Sydney Rosen from the Center for Global Health and Development at Boston University provided a thoughtful overview of the evidence and the key issues relevant to linkage to and continuity in care for HIV infected persons during the pre-antiretroviral therapy (ART) period. She presented Wednesday at the 18th Conference on Retroviruses and Opportunistic Infections (CROI) in Boston.
Rosen noted that little progress has been made in earlier treatment initiation in sub-Saharan Africa, with most reported median CD4 counts remaining well below 200.

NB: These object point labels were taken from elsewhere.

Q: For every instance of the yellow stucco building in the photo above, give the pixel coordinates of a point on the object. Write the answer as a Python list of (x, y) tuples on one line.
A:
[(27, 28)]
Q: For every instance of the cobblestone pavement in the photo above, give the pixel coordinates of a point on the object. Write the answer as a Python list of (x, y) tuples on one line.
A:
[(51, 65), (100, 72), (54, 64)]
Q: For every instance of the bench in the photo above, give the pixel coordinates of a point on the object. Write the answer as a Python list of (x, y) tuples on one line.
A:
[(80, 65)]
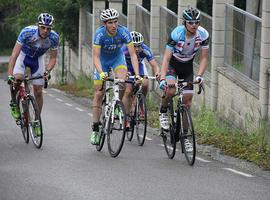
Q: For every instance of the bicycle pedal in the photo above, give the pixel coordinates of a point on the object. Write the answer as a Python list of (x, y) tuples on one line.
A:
[(18, 122)]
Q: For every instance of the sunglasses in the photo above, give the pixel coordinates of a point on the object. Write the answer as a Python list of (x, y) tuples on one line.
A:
[(45, 27), (193, 22)]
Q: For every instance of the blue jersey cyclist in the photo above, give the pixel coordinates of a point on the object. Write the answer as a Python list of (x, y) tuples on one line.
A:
[(143, 53), (107, 55), (183, 44), (32, 43)]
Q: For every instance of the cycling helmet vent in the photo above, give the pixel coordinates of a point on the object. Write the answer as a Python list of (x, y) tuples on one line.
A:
[(137, 37), (191, 14), (108, 14), (45, 19)]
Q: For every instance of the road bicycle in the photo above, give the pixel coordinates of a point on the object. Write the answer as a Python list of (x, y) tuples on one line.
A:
[(30, 117), (138, 114), (113, 117), (180, 125)]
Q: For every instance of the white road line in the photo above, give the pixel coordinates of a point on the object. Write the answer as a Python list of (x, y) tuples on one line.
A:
[(239, 172), (56, 90), (79, 109), (201, 159), (59, 99)]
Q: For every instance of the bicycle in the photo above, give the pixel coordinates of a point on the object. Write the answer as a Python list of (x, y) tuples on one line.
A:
[(29, 112), (180, 125), (138, 114), (113, 118)]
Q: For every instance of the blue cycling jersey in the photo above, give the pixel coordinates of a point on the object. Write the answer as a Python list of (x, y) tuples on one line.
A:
[(33, 45), (184, 49), (111, 44), (145, 53)]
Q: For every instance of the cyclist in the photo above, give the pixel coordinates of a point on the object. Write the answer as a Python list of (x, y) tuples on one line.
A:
[(183, 44), (108, 55), (32, 43), (142, 51)]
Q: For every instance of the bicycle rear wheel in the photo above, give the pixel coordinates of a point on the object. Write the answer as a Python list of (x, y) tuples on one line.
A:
[(168, 136), (116, 129), (140, 119), (24, 119), (102, 128), (35, 124), (187, 137), (130, 132)]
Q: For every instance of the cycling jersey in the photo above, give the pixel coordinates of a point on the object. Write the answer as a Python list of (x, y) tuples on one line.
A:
[(111, 44), (145, 53), (111, 55), (35, 46), (184, 49), (33, 49)]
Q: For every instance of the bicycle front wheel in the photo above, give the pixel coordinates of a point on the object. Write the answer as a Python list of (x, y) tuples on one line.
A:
[(102, 128), (188, 142), (35, 124), (140, 119), (168, 136), (24, 119), (116, 129)]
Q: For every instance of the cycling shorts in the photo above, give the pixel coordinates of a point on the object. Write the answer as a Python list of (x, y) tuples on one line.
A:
[(182, 71), (107, 64), (35, 64)]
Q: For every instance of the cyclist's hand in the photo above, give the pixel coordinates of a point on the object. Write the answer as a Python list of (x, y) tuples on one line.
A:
[(162, 84), (157, 75), (47, 75), (199, 79), (10, 79), (138, 79), (103, 75)]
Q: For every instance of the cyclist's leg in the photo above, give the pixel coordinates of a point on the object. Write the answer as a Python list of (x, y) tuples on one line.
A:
[(97, 105), (37, 68), (18, 73)]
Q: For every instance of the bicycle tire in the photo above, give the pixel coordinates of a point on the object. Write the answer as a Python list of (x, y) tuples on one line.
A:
[(169, 136), (130, 133), (34, 118), (140, 111), (190, 135), (102, 128), (23, 119), (116, 135)]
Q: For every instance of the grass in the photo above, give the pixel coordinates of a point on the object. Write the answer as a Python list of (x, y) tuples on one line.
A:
[(209, 129), (249, 146)]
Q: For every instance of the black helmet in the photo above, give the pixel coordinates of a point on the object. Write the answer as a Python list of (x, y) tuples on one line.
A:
[(191, 14)]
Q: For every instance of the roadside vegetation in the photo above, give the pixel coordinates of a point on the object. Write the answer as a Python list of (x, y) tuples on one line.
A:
[(210, 130)]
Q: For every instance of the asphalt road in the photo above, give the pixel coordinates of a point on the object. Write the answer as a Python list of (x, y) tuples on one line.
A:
[(68, 167)]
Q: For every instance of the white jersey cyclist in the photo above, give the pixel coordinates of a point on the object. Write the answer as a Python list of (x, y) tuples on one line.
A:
[(33, 49), (185, 49)]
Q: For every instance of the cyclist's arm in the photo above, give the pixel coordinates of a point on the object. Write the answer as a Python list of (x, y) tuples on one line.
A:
[(203, 61), (154, 66), (97, 62), (12, 60), (52, 61), (165, 63), (134, 59)]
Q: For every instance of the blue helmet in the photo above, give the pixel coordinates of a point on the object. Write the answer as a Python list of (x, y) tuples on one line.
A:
[(45, 19), (190, 14)]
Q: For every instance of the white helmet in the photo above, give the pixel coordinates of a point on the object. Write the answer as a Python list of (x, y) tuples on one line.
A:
[(108, 14), (137, 37)]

There is not much evidence about loss to patients dropping out of care at some point during the process, but what is available is very concerning, Rosen said. In reviewing reports of the percentage of patients tested who return for test results, the median was 55 percent. Reports about the percentage of patients who presented for at least one clinic appointment after diagnosis, the median is 46 percent. In general, about half of those who enroll in care stay in care until ART is initiated.
Rosen suggested that we need to make it less expensive and less daunting to obtain care, and consider increasing benefits or providing more or better services, or improving patients’ understanding of the benefits of remaining in care. One obvious strategy is to provide multiple services at the same site, to provide CD4 counts at point of care, and to use incentives including conditional cash transfers to improve retention.
Several participants responded to the presentation by noting that it is important to look at system bottlenecks and not simply to focus on patients. It was also pointed out that providing prevention services during this period could reduce transmission and increase retention in care.